Doubletree Chocolate Chip Cookies are a deliciously soft and chewy cookie packed with semi-sweet chocolate chips and chopped walnuts. Featuring the unique addition of ground oats and a hint of cinnamon, these cookies require chilling to develop perfect texture and flavor before baking. Ideal for cookie lovers seeking a classic, satisfying treat with a homemade touch.

Ingredients

Dry Ingredients

  • ½ cup old fashioned oats
  • 2 ¼ cups (279g) all-purpose flour
  • 1 teaspoon baking soda
  • 1 teaspoon salt
  • ¼ teaspoon ground cinnamon

Wet Ingredients

  • 1 cup (226g) unsalted butter, melted
  • ¾ cup (150g) brown sugar, packed
  • ¾ cup (150g) granulated sugar
  • 1 teaspoon vanilla extract
  • ½ teaspoon lemon juice
  • 2 large eggs

Add-Ins

  • 3 cups (510g) semi-sweet chocolate chips
  • 1 ½ cups chopped walnuts

Instructions

  1. Grind Oats and Mix Dry Ingredients: Place the old fashioned oats in a small food processor or blender and grind them until powdery. Transfer to a medium bowl and whisk together the ground oats, all-purpose flour, baking soda, salt, and ground cinnamon. Set this dry mixture aside.
  2. Combine Wet Ingredients and Mix: In a separate bowl, stir together the melted butter, brown sugar, and granulated sugar until smooth, either by hand or using a stand mixer. Add vanilla extract, lemon juice, and eggs, mixing on low speed until fully combined and smooth. Then gently fold in the dry flour mixture until just combined; the batter may appear slightly lumpy due to the ground oats. Finally, stir in the semi-sweet chocolate chips and chopped walnuts evenly throughout the dough.
  3. Portion and Chill Dough: Line a cookie sheet with wax paper, parchment paper, or a silicone baking mat. Using a ¼ cup measure, portion the dough into balls and place them on the sheet without spacing them apart, as this is just for chilling.

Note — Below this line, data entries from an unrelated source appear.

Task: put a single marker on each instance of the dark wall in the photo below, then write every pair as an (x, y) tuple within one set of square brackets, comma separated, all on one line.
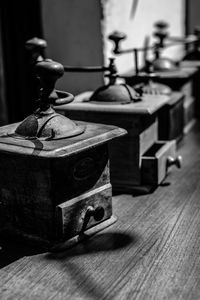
[(192, 15), (20, 20)]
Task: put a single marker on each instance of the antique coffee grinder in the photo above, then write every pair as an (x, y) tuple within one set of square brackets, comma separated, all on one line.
[(55, 183), (171, 116), (120, 105), (192, 60)]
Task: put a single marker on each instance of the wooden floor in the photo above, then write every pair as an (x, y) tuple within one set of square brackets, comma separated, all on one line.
[(151, 252)]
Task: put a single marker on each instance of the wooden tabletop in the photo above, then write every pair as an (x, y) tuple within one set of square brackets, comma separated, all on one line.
[(151, 252), (148, 105)]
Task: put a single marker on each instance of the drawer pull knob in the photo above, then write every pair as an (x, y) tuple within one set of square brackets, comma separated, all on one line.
[(97, 213), (174, 161)]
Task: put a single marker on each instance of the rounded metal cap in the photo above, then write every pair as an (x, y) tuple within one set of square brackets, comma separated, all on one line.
[(164, 64), (45, 123), (154, 88), (115, 94), (50, 126)]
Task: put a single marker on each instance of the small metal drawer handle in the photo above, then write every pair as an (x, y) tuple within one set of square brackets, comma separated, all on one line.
[(97, 213), (174, 161)]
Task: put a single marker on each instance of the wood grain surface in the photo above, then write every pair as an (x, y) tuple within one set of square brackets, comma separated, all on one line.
[(151, 252)]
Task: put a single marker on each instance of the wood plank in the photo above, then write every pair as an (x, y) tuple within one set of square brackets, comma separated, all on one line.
[(152, 252)]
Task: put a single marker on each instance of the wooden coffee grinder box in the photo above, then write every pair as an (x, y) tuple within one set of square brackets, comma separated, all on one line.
[(55, 182)]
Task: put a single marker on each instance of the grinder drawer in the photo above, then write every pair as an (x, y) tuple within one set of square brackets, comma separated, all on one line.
[(157, 160), (86, 211)]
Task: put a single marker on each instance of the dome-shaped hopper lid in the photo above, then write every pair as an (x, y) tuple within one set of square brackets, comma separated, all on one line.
[(115, 94), (48, 127)]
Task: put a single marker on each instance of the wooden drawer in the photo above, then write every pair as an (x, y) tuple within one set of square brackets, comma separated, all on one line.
[(71, 214), (157, 160), (186, 89)]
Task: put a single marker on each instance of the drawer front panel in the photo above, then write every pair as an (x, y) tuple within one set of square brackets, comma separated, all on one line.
[(71, 214), (154, 162), (187, 89)]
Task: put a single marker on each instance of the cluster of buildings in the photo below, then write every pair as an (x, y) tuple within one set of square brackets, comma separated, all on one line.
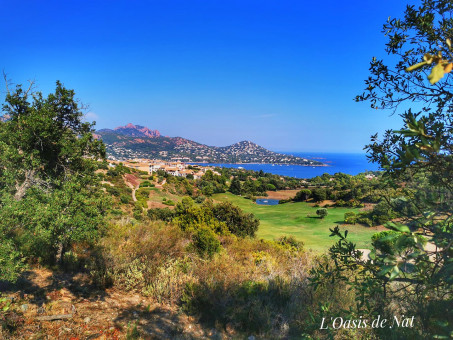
[(173, 168)]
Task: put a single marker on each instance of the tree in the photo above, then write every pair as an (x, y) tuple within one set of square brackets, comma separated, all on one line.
[(235, 186), (419, 155), (302, 195), (322, 212), (49, 194), (238, 222)]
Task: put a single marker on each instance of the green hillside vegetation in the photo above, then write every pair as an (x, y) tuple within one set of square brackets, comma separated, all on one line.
[(93, 251), (300, 221)]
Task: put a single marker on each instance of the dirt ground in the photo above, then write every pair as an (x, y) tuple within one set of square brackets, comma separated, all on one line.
[(82, 311)]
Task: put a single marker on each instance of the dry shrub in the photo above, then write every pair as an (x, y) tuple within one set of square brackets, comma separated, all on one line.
[(150, 258)]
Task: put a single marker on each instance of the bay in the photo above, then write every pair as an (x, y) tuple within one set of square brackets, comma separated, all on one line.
[(348, 163)]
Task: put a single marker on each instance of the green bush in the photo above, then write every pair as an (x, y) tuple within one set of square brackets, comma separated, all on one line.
[(322, 212), (125, 199), (146, 184), (350, 217), (206, 242)]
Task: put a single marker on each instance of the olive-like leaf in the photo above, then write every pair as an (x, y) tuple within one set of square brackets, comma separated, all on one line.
[(436, 74)]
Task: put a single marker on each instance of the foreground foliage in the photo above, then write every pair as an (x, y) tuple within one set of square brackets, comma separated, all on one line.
[(49, 195)]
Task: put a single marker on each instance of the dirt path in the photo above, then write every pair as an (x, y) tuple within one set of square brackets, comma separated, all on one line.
[(91, 313), (133, 191)]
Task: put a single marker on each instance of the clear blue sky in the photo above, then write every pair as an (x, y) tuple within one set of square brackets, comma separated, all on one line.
[(280, 73)]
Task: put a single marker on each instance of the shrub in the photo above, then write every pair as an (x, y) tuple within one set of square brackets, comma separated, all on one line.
[(302, 195), (322, 212), (206, 242), (350, 217), (237, 221), (164, 214), (146, 184), (125, 199)]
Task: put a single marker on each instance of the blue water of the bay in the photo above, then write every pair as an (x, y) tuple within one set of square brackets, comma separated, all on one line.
[(348, 163)]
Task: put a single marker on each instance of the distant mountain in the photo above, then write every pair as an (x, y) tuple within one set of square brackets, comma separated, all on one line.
[(135, 141), (135, 131)]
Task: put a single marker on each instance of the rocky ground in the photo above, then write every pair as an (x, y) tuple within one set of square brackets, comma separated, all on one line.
[(45, 305)]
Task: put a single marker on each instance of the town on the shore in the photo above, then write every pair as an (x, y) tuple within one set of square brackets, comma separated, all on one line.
[(174, 168)]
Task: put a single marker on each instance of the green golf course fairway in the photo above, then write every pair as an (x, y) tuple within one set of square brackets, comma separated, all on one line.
[(291, 219)]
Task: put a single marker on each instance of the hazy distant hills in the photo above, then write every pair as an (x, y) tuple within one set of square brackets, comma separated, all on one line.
[(135, 141)]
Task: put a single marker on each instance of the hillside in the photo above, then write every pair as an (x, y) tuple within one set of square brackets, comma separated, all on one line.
[(135, 141)]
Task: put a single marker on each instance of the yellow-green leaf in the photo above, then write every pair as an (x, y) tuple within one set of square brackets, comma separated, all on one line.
[(416, 66), (436, 74)]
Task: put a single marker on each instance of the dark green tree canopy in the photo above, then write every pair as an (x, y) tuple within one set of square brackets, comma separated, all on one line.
[(50, 197)]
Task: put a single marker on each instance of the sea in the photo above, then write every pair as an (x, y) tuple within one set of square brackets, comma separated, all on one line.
[(348, 163)]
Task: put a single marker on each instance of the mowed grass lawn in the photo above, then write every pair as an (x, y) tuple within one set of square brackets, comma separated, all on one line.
[(292, 219)]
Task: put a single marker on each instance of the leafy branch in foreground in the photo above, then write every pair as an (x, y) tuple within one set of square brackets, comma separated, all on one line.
[(49, 195), (410, 269)]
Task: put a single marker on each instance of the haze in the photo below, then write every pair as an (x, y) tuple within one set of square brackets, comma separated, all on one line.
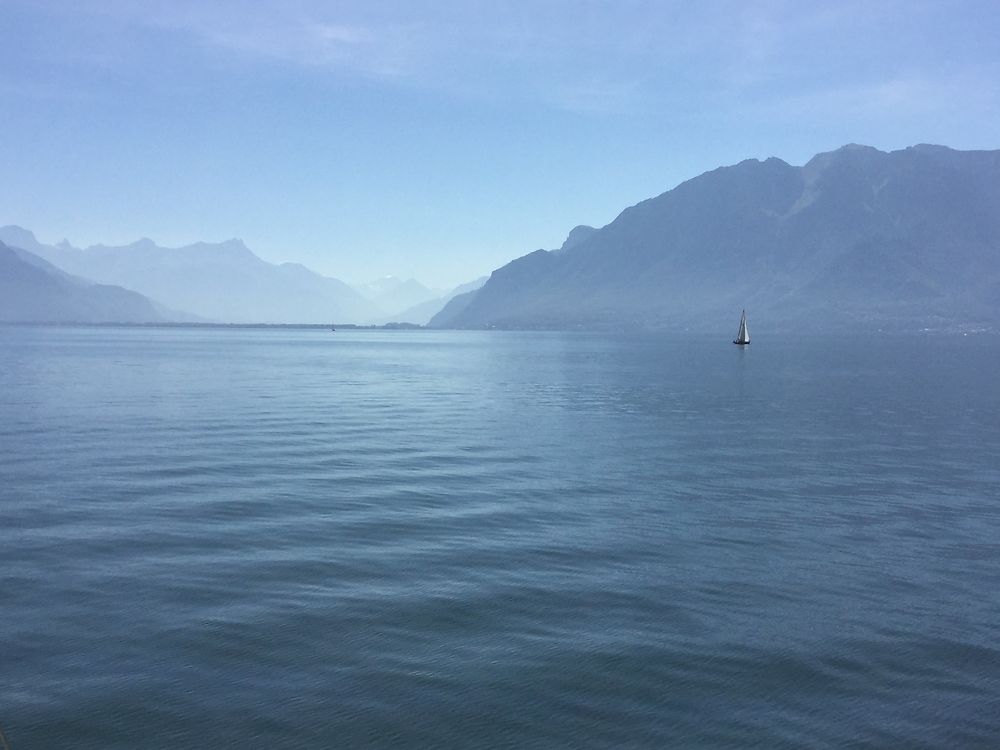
[(441, 140)]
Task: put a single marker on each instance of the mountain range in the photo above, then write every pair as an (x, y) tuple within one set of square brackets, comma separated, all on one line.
[(856, 237), (32, 290), (223, 282)]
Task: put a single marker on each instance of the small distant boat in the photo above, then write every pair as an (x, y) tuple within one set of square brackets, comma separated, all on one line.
[(743, 337)]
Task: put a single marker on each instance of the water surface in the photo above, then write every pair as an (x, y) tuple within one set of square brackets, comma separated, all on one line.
[(296, 538)]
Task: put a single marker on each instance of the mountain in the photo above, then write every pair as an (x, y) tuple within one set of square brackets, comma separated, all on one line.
[(223, 282), (421, 314), (394, 295), (32, 290), (856, 238)]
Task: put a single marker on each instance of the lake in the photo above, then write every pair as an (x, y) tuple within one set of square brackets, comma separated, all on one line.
[(286, 538)]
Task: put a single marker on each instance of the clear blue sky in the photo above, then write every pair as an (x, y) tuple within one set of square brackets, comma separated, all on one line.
[(442, 139)]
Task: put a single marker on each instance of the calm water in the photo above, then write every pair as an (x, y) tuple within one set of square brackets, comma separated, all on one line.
[(298, 539)]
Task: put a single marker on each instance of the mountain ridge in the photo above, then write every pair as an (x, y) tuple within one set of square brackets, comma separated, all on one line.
[(223, 281), (865, 237)]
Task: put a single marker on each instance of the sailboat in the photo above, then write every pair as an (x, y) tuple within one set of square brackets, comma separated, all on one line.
[(743, 337)]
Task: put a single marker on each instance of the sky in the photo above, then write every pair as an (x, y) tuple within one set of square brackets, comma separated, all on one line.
[(440, 140)]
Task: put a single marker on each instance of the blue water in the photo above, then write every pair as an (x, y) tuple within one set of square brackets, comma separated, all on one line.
[(215, 538)]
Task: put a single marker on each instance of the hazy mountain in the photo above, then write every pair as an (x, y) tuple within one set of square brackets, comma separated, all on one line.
[(224, 282), (421, 314), (856, 237), (394, 295), (32, 290)]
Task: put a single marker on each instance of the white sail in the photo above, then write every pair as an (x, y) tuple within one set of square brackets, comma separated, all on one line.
[(743, 337)]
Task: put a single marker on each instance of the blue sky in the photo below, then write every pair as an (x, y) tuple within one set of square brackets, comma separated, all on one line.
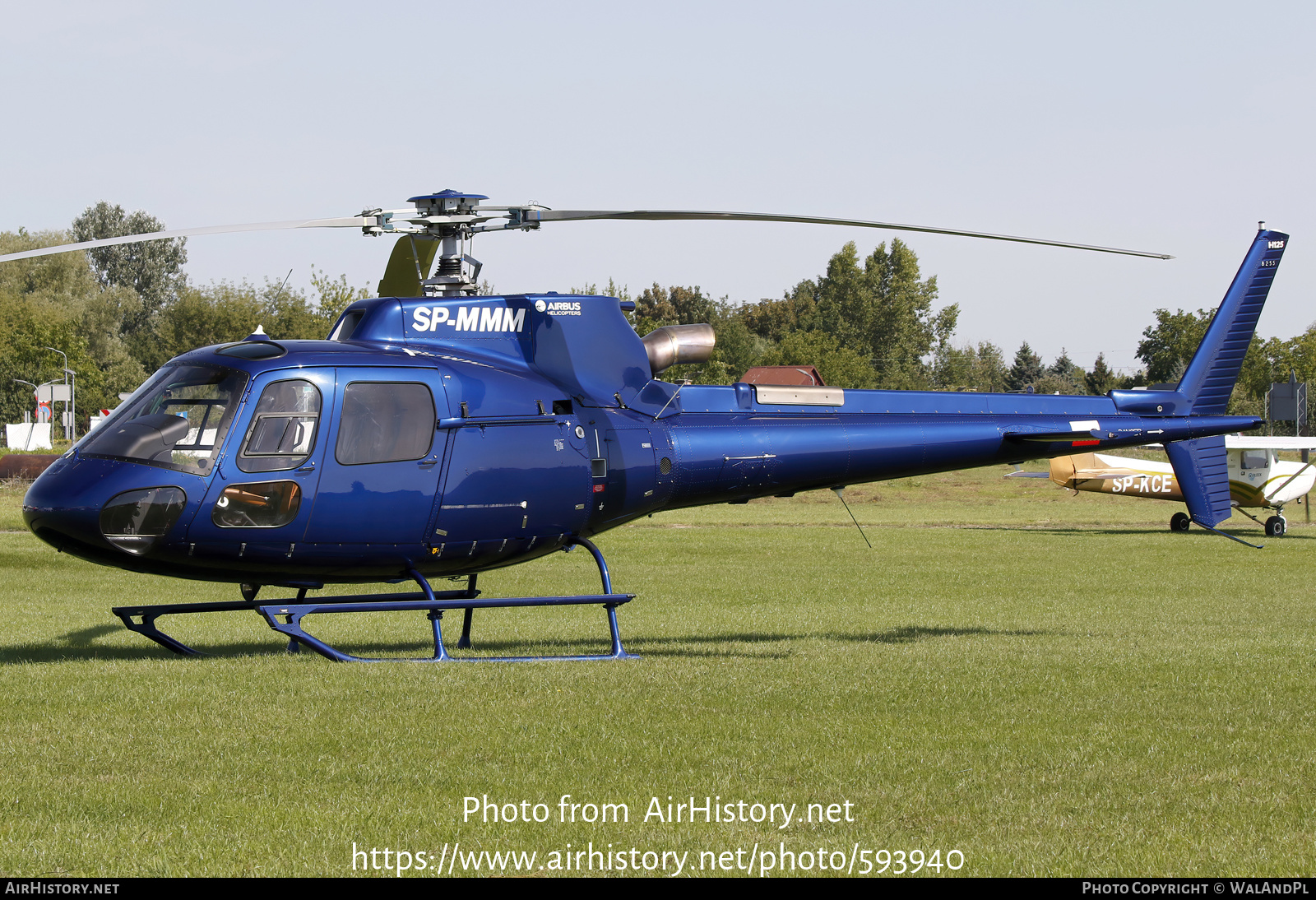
[(1165, 127)]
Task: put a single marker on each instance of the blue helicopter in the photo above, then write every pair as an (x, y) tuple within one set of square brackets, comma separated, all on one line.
[(438, 434)]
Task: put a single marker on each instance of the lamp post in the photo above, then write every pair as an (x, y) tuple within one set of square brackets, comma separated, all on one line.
[(72, 403), (66, 383)]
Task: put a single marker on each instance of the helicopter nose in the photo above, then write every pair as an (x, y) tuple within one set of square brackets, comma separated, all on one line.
[(95, 511)]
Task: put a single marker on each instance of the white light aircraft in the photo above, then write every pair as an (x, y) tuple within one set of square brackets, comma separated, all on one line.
[(1257, 478)]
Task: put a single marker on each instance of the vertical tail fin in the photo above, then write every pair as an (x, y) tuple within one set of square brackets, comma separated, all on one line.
[(1202, 470), (1210, 378), (1201, 466)]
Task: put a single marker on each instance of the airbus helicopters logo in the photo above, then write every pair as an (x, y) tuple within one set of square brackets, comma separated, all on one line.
[(558, 307), (469, 318)]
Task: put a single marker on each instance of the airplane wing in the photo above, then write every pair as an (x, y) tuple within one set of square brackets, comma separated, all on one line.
[(1263, 443), (1102, 474)]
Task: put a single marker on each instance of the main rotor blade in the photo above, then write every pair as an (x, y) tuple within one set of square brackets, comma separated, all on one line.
[(666, 215), (352, 221)]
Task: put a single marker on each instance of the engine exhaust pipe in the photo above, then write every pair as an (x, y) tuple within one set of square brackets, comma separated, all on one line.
[(678, 344)]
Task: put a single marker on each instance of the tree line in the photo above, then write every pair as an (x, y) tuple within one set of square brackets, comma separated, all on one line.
[(866, 322), (122, 312)]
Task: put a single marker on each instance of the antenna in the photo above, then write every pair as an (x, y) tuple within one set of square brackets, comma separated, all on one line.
[(841, 498)]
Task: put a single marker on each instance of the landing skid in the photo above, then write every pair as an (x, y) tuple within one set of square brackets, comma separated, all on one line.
[(433, 603)]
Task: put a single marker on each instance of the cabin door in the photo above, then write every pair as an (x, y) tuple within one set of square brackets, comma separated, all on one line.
[(382, 459)]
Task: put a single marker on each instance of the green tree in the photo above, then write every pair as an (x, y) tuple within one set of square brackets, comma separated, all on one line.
[(839, 366), (1063, 377), (56, 302), (883, 309), (969, 368), (1101, 379), (776, 318), (153, 269), (1026, 369), (224, 312)]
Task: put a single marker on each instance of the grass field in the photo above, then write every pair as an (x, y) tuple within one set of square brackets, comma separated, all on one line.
[(1048, 684)]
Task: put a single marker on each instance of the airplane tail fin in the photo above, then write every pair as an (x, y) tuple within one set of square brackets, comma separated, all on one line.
[(1210, 378)]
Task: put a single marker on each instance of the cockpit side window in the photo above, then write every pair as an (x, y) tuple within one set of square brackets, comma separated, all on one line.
[(177, 420), (1256, 458), (283, 428), (385, 421)]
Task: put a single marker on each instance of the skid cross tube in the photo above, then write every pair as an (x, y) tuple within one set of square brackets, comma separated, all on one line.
[(148, 615), (286, 616)]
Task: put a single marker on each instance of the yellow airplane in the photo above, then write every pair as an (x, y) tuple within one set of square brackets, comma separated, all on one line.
[(1257, 478)]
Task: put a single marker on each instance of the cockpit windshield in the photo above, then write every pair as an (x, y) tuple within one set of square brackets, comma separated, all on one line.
[(177, 420)]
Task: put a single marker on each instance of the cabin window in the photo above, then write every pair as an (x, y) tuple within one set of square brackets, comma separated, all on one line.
[(385, 421), (283, 432), (1254, 459), (266, 504)]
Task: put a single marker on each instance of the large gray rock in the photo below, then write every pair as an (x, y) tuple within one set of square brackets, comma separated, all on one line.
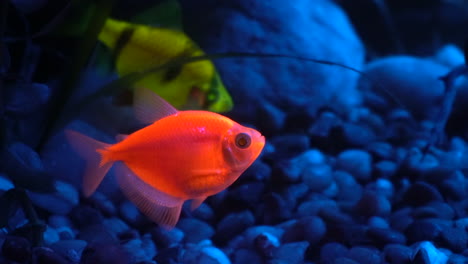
[(314, 29)]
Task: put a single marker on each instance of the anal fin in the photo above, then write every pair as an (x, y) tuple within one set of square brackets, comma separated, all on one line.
[(160, 207)]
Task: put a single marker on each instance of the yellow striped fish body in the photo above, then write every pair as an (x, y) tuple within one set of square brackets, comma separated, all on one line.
[(140, 47)]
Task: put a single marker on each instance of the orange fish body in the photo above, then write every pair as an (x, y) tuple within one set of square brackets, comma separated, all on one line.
[(181, 155)]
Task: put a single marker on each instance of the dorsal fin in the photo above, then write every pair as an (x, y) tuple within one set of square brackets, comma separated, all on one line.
[(150, 107)]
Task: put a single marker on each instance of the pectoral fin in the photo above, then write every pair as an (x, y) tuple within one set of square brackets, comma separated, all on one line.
[(196, 203)]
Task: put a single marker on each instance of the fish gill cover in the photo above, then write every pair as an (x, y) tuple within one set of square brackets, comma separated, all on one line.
[(362, 104)]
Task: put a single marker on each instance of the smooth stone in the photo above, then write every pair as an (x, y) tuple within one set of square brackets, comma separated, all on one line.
[(103, 203), (204, 212), (61, 202), (310, 228), (204, 252), (100, 252), (243, 256), (233, 224), (83, 216), (195, 230), (349, 190), (70, 250), (420, 193), (454, 239), (130, 214), (343, 260), (434, 255), (167, 238), (115, 225), (377, 222), (384, 236), (356, 162), (313, 207), (435, 210), (421, 230), (357, 135), (380, 150), (50, 236), (16, 248), (206, 22), (248, 239), (317, 177), (141, 249), (385, 169), (373, 204), (397, 254), (331, 251), (364, 255), (292, 253), (44, 255), (401, 219), (266, 244)]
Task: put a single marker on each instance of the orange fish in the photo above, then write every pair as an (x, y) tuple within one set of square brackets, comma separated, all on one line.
[(181, 155)]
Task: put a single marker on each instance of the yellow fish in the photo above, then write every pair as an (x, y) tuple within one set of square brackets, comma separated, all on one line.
[(140, 47)]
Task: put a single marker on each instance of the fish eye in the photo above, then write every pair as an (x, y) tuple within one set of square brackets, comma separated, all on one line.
[(243, 140)]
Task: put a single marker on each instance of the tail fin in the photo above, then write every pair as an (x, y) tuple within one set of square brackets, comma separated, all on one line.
[(97, 162)]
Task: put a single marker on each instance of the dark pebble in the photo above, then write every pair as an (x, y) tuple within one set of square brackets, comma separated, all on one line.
[(166, 238), (314, 206), (195, 230), (380, 150), (232, 225), (271, 119), (16, 248), (421, 230), (290, 145), (170, 255), (294, 192), (357, 162), (43, 255), (311, 229), (357, 135), (401, 219), (102, 203), (317, 176), (331, 251), (83, 216), (349, 190), (265, 244), (97, 253), (435, 210), (454, 239), (385, 169), (333, 215), (384, 236), (321, 128), (275, 209), (364, 255), (242, 256), (248, 193), (343, 260), (420, 193), (204, 212), (453, 189), (397, 254), (291, 253), (457, 259), (421, 257), (373, 204)]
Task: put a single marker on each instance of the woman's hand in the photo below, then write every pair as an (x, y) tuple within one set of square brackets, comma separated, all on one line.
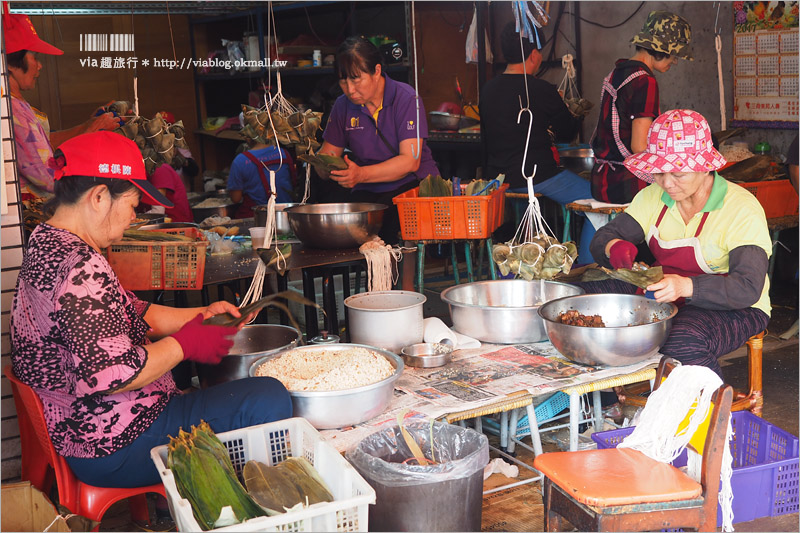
[(220, 307), (348, 178), (672, 287)]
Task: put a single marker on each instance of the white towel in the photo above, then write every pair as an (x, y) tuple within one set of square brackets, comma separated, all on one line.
[(434, 330)]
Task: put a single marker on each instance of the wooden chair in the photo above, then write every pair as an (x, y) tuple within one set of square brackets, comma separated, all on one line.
[(621, 489), (41, 462), (752, 400)]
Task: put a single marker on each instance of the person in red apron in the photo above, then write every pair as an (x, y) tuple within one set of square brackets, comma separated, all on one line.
[(709, 235), (249, 178), (629, 101)]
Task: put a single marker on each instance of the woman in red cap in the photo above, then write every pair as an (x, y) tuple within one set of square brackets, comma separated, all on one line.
[(709, 235), (33, 138), (98, 357)]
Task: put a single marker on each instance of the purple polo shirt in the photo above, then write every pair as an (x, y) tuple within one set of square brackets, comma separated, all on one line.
[(351, 126)]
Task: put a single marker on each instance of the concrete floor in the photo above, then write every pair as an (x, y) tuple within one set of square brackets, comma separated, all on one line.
[(780, 376)]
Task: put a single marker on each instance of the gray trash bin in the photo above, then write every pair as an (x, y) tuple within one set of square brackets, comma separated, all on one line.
[(446, 496)]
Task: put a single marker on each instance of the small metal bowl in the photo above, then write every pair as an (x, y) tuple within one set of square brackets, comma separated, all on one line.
[(427, 354)]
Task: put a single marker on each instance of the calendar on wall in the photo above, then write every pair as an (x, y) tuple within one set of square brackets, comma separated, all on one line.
[(765, 64)]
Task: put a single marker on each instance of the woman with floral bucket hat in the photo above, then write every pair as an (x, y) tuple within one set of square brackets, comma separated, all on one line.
[(709, 235), (630, 101)]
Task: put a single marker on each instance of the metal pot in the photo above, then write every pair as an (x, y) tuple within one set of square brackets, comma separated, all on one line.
[(503, 311), (348, 407), (346, 225), (281, 217), (249, 344), (636, 327), (450, 121), (386, 319)]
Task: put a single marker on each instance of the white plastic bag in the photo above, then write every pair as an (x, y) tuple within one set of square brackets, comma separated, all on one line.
[(472, 41)]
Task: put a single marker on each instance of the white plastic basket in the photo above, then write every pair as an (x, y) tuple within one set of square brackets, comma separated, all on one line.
[(271, 444)]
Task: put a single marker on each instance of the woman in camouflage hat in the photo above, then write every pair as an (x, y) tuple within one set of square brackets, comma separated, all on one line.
[(630, 103)]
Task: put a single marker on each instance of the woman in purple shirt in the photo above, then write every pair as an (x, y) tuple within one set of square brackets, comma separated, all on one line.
[(376, 119), (98, 357)]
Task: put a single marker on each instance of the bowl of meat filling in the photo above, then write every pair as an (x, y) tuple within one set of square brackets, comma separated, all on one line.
[(607, 329)]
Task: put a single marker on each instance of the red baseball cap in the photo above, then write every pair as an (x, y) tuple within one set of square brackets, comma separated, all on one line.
[(21, 35), (104, 154)]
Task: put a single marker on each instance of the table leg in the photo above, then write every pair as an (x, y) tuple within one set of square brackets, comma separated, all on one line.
[(329, 303), (574, 420), (533, 423), (420, 266), (504, 430), (468, 248), (283, 285), (454, 260), (598, 411), (492, 268), (312, 327), (512, 430)]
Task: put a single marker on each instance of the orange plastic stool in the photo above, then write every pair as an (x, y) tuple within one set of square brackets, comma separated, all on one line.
[(41, 462), (752, 401)]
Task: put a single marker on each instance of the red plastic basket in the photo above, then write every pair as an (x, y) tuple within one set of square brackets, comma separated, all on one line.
[(766, 473), (777, 197), (449, 217), (160, 265)]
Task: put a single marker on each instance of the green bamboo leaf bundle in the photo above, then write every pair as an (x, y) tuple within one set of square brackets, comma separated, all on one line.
[(205, 476)]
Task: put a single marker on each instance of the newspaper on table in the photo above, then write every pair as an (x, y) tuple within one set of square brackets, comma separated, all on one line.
[(478, 377)]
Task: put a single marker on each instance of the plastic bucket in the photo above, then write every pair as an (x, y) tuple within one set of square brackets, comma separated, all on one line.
[(443, 497)]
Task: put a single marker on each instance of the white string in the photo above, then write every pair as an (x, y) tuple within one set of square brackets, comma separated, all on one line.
[(416, 150)]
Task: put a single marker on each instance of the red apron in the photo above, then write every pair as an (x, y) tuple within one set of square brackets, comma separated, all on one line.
[(246, 208), (680, 256)]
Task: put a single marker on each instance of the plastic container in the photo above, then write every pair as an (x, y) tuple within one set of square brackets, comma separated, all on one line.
[(446, 496), (765, 481), (449, 217), (777, 197), (271, 444), (160, 265), (258, 235)]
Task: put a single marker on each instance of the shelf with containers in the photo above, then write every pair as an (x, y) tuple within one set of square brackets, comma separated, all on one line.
[(220, 93)]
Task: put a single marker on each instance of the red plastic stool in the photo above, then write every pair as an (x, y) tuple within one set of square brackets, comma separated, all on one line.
[(40, 461)]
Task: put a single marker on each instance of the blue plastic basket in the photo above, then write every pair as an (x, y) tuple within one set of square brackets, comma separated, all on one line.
[(545, 412), (766, 472)]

Cover the dough tightly with plastic wrap and refrigerate for at least 4 hours or overnight to allow the dough to firm up and develop flavors.
  4. Prepare for Baking: When ready to bake, preheat your oven to 350°F (175°C). Line baking sheets with parchment paper or silicone mats. Arrange the chilled dough balls spaced well apart on the prepared sheets. Use the palm of your hand to gently press down each dough ball slightly to flatten it.
  5. Bake Cookies: Bake the cookies in the preheated oven for 13 to 17 minutes. Avoid overbaking; they are best when slightly underdone. You’ll know they’re done when the cookie edges turn a light golden brown and the centers are no longer glossy. Remove from oven and allow cookies to cool on the baking sheet for a few minutes before transferring to a wire rack to cool completely.

Notes

  • Chilling the dough is essential to achieve the signature texture and flavor of these cookies.
  • Do not skip grinding the oats as it helps maintain the right crumb texture.
  • Use quality semi-sweet chocolate chips for the best taste.
  • Walnuts can be substituted or omitted if preferred.
  • Store cookies in an airtight container at room temperature for up to one week.
  • Cookie dough can be frozen for up to two months before baking.